Wenig auf dem Kasten hat Alexa hingegen bei ihrer angeblichen Kernkompetenz, dem Erfüllen von Musikwünschen. »The Bottle« von Gill Scott-Heron kann sie gar nicht finden, selbst von Alltagsacts wie Red Hot Chili Peppers höchstens jedes dritte Stück. Wer einen Soulklassiker verlangt, wird mit einem üblen Pop-House-Remix davon behelligt. Alexa versteht auch dann gern Bahnhof, wenn sie das Gesuchte kennt. So verrohte der Ton zwischen Mensch und Maschine im Lauf jenes Kennenlernabends rapide - bis hin zum Kraftausdruck mit »B« am Anfang und »itch« am Ende!

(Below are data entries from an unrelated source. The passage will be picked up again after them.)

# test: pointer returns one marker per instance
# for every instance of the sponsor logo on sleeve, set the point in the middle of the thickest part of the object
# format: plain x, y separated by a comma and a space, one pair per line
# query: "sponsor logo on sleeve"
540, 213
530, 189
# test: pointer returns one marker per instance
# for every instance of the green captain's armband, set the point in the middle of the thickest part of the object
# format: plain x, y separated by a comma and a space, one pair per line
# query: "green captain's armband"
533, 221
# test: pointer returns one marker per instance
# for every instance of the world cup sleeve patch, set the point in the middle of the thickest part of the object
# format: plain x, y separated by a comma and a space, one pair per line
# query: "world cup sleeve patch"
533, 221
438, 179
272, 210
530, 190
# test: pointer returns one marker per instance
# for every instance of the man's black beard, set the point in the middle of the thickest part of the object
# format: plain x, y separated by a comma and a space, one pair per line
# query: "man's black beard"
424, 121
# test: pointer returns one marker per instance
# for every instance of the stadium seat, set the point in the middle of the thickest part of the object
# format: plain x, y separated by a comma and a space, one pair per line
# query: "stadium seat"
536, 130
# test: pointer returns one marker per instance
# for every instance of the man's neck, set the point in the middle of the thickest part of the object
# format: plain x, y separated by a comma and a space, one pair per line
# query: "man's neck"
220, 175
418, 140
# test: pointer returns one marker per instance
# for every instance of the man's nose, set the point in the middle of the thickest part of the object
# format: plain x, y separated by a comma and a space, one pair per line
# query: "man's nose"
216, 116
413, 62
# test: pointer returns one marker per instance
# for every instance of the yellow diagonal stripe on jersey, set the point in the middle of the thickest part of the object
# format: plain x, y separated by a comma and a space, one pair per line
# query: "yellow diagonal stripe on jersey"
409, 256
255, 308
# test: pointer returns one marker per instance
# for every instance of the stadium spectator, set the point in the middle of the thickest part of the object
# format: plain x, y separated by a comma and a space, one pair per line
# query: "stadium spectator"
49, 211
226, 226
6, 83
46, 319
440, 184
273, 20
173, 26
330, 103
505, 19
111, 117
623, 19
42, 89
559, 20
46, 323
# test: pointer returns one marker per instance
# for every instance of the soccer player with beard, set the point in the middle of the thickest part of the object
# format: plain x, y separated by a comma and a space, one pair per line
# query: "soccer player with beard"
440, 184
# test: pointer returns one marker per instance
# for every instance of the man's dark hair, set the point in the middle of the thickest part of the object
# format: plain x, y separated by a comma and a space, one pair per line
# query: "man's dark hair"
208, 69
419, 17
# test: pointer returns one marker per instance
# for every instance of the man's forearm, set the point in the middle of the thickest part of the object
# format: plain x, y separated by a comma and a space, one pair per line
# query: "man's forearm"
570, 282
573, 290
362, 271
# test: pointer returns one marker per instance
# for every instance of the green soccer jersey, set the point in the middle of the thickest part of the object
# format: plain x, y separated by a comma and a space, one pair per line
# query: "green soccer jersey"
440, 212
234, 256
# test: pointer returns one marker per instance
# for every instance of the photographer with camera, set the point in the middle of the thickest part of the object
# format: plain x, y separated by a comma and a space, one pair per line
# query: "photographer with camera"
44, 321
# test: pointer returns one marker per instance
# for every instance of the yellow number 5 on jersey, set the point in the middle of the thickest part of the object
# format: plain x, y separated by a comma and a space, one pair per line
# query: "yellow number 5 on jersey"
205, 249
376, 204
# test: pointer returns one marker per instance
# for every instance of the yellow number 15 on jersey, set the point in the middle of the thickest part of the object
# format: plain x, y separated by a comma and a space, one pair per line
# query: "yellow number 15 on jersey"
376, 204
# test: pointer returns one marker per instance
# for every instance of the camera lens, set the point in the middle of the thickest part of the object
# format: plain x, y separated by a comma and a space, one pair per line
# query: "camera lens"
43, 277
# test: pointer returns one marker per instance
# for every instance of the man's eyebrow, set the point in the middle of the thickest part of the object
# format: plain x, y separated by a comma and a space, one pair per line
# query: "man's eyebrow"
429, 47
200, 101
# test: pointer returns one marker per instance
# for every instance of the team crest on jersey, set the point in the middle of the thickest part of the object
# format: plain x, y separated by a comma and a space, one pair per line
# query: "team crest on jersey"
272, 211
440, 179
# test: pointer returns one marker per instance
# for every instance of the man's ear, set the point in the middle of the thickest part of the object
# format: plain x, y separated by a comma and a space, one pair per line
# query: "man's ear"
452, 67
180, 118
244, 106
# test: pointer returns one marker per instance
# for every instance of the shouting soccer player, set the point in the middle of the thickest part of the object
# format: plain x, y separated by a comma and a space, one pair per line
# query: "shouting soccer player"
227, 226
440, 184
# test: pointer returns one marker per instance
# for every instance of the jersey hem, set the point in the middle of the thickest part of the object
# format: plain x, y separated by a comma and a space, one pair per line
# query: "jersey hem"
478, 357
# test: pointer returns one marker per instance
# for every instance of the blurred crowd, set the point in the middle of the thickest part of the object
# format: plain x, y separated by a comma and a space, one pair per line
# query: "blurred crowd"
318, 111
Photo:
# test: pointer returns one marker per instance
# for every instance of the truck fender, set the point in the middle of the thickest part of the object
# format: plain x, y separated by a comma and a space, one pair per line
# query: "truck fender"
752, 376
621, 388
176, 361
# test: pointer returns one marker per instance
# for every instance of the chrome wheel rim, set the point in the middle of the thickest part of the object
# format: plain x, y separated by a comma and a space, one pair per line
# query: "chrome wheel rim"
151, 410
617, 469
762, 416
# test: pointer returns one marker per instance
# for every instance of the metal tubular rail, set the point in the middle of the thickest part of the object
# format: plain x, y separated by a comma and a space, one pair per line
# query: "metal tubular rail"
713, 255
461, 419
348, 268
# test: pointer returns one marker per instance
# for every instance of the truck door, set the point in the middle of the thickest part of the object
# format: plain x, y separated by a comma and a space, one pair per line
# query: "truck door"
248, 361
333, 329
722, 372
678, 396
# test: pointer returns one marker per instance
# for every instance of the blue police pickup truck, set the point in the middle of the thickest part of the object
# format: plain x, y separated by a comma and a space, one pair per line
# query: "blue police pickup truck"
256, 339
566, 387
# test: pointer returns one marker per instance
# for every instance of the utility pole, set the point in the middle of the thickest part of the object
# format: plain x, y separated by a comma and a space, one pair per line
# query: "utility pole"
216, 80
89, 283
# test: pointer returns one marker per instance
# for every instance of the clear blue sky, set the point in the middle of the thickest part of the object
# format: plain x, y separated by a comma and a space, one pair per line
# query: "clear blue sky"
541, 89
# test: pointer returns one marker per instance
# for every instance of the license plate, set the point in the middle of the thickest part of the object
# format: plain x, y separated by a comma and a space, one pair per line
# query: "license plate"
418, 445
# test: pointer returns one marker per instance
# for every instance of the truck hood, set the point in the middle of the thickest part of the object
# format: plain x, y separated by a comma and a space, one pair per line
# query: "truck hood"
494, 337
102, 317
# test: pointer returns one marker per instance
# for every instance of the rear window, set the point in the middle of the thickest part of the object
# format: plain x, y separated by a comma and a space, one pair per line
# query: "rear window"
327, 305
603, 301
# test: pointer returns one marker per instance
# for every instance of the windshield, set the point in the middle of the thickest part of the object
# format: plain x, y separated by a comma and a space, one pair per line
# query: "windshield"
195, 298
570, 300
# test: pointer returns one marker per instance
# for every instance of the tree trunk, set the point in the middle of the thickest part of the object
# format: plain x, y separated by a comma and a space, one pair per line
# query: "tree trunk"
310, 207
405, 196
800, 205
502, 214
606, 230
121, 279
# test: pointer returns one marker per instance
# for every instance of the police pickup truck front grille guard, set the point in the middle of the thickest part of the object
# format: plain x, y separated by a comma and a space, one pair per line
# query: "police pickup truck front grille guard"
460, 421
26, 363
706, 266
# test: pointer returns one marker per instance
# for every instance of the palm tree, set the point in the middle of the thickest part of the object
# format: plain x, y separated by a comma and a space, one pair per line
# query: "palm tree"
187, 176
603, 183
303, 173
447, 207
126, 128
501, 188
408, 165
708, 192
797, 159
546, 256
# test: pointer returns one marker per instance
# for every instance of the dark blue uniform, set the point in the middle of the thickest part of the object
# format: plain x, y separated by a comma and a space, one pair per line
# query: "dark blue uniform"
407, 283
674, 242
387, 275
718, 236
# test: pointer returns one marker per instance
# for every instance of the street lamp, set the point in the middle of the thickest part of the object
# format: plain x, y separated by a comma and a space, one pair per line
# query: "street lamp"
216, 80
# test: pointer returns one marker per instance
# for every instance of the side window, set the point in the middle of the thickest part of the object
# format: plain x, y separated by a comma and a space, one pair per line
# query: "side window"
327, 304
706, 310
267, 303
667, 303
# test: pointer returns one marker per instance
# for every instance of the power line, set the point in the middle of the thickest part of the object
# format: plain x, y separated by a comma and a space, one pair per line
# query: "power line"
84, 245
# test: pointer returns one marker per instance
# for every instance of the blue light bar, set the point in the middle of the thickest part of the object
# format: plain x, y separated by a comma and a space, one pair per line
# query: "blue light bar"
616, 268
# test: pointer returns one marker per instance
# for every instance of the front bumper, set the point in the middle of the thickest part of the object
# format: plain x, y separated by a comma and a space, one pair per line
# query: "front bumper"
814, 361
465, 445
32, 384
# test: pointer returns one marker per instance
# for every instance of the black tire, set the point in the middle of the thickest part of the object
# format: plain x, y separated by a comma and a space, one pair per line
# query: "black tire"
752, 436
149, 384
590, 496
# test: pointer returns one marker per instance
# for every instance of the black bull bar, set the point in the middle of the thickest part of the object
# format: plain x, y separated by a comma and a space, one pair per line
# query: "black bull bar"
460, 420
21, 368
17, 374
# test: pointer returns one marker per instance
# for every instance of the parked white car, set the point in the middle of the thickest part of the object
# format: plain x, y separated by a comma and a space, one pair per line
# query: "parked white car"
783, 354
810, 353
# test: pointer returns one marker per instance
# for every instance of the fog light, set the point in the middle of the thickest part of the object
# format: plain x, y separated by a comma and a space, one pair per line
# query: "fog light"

Das provoziert doch einige Fragen: Ist es Beleg der legendären Betriebskultur im Silicon Valley, dass das dumme Ding zum Herumkommandieren und Anschnauzen einen Frauennamen trägt - und sich die Stimme nicht geschlechtlich verändern lässt, anders als bei Navigationsgeräten? Oder wird im Gegenteil Subversion betrieben, indem eine Daueranimation zum Runtermachen eines weiblichen Wesens das Patriarchat als lehrreiche Parodie vor Augen führt?

Dies dahingestellt ist klar, dass Alexa zumal auf Festlichkeiten ambivalenten Einfluss zu nehmen verspricht. So dürfte sie auf Wohngemeinschaftsfeiern spätadoleszentes Konkurrenzverhalten verstärken: Dort wird man sich nicht mehr um den Laptop streiten, um Youtube die Lieblingssongs zu entlocken. Es werden alle zugleich Alexa anbrüllen: Spiel’ »California Love« von TuPac! Nein! »Hypnotize« von Biggie Smalls! Auf andere Anlässe könnte sie indes harmonisierend wirken, etwa auf die traute Runde beim dritten Festtagspunsch. Wo sonst so oft der Burgfriede endet, bietet sie eine verbindende Zielscheibe zum Lästern.

Man sollte jedenfalls die Zeit mit ihr genießen, solange sie das zulässt. Denn gewiss macht sie die Menschen doofer, denen sie noch das Tippen abnimmt. Und ist sie zugleich so lernfähig, wie man von einem intelligenten Wesen erwartet, könnte sie bald schon klarstellen, wer im Haus zwar nicht die Hosen an, aber doch das Sagen hat.